Melinda Soares-Furtado, (mmsoares@wisc.edu)
This astronomy research project focuses on developing a machine learning tool to obtain reliable stellar ages from rotation periods. The project will create an open-source Python package called the “Machine Learning Gyrochronology Age Estimator” that automatically estimates stellar ages using gyrochronology—the method of dating stars by measuring how fast they rotate.
Stars slow their rotation as they age due to magnetic braking. By measuring a star’s rotation period and comparing it to calibration samples (star clusters with known ages), we can estimate stellar ages. This is critical for understanding planetary system evolution, stellar physics, and galactic history. Unlike simple interpolation methods, this tool will use sophisticated machine learning algorithms to capture complex relationships between rotation periods, stellar properties (color, mass, metallicity), and age while providing reliable uncertainty estimates.
Create an end-to-end automated pipeline that takes only a Gaia DR3 source ID (stellar identifier) as input and automatically: (1) queries stellar parameters and time-series photometry, (2) computes rotation periods from light curves, and (3) estimates ages with error bars using ML models trained on benchmark clusters spanning 50 million to 3+ billion years old.

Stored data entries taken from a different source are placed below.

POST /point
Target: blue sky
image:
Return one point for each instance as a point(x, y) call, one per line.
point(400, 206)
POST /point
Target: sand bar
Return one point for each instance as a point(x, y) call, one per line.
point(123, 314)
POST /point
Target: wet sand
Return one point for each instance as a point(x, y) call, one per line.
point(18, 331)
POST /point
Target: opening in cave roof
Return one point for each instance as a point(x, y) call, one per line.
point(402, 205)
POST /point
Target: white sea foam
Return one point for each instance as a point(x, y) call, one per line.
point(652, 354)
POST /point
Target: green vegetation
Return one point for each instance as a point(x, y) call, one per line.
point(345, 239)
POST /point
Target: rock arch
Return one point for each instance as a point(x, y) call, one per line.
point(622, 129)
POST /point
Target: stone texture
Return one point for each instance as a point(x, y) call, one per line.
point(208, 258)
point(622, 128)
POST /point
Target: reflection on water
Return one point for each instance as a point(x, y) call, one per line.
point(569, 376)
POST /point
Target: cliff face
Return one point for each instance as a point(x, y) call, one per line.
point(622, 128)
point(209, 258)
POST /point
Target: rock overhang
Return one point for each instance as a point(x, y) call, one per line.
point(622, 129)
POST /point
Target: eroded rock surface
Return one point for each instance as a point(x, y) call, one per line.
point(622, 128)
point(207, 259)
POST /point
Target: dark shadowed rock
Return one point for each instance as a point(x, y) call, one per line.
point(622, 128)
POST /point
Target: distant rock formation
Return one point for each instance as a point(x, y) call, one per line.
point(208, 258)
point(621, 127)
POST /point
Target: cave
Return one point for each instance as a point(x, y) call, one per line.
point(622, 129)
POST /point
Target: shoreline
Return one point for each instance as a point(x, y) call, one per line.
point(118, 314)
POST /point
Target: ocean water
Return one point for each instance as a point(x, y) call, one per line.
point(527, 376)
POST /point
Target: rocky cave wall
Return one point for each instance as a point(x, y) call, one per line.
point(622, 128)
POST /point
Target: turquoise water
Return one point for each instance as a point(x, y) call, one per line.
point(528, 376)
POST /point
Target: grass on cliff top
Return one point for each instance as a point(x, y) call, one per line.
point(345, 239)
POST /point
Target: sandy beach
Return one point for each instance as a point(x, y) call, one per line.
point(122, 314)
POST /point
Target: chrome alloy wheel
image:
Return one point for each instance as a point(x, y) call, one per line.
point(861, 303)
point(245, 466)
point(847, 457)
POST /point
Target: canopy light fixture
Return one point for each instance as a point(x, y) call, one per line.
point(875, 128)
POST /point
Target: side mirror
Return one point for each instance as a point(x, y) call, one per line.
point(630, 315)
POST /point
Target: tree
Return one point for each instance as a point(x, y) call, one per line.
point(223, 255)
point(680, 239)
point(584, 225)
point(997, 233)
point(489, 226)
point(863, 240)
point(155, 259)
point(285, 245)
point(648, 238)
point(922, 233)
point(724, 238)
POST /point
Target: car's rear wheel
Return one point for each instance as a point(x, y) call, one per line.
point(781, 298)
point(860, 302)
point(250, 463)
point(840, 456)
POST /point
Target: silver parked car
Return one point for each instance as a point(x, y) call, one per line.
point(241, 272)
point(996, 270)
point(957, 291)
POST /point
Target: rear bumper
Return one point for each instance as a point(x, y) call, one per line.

Concept phase. This project would be developed from scratch using Python, leveraging existing astronomy packages (astroquery, lightkurve, astropy) and ML frameworks (scikit-learn, PyTorch, TensorFlow). Training datasets will be provided by the research team.
The complete project will be made publicly available on GitHub with comprehensive documentation, tutorials, and contribution guidelines. This will benefit the broader astronomy community and provide the student intern with a prominent portfolio piece and first-author publication opportunity.
The intern will contribute across the full development pipeline of this astronomy software project. Core responsibilities include implementing automated data retrieval systems in Python to query Gaia DR3, TESS, ZTF, and other astronomical archives with cross-matching algorithms; developing time-series analysis routines to detect stellar rotation periods from light curves using algorithms like Lomb-Scargle periodograms and Gaussian processes; building and optimizing machine learning models trained on provided cluster datasets to predict stellar ages with uncertainty quantification; and creating comprehensive documentation, tutorials, and a user-friendly command-line interface. The intern will also contribute to scientific analysis, figure preparation, and manuscript writing as first author (or second author if preferred) on a peer-reviewed journal article.
The intern must be fluent in Python programming and familiar with machine learning tools and frameworks such as scikit-learn, PyTorch, or TensorFlow, as all development will be conducted in Python. Essential skills include experience with data analysis and visualization libraries (numpy, pandas, matplotlib), understanding of ML concepts including training/validation/testing, overfitting, regularization, and cross-validation, and comfort with Git/GitHub for version control. Strong problem-solving abilities, independent work skills, and excellent written and verbal communication are required, along with genuine interest in astronomy and willingness to learn about stellar physics.
The ideal candidate is a sophomore or junior undergraduate student (preferred to enable multi-semester engagement) who is interested in continuing work over multiple semesters and pursuing first-author publication. No prior astronomy research experience is required.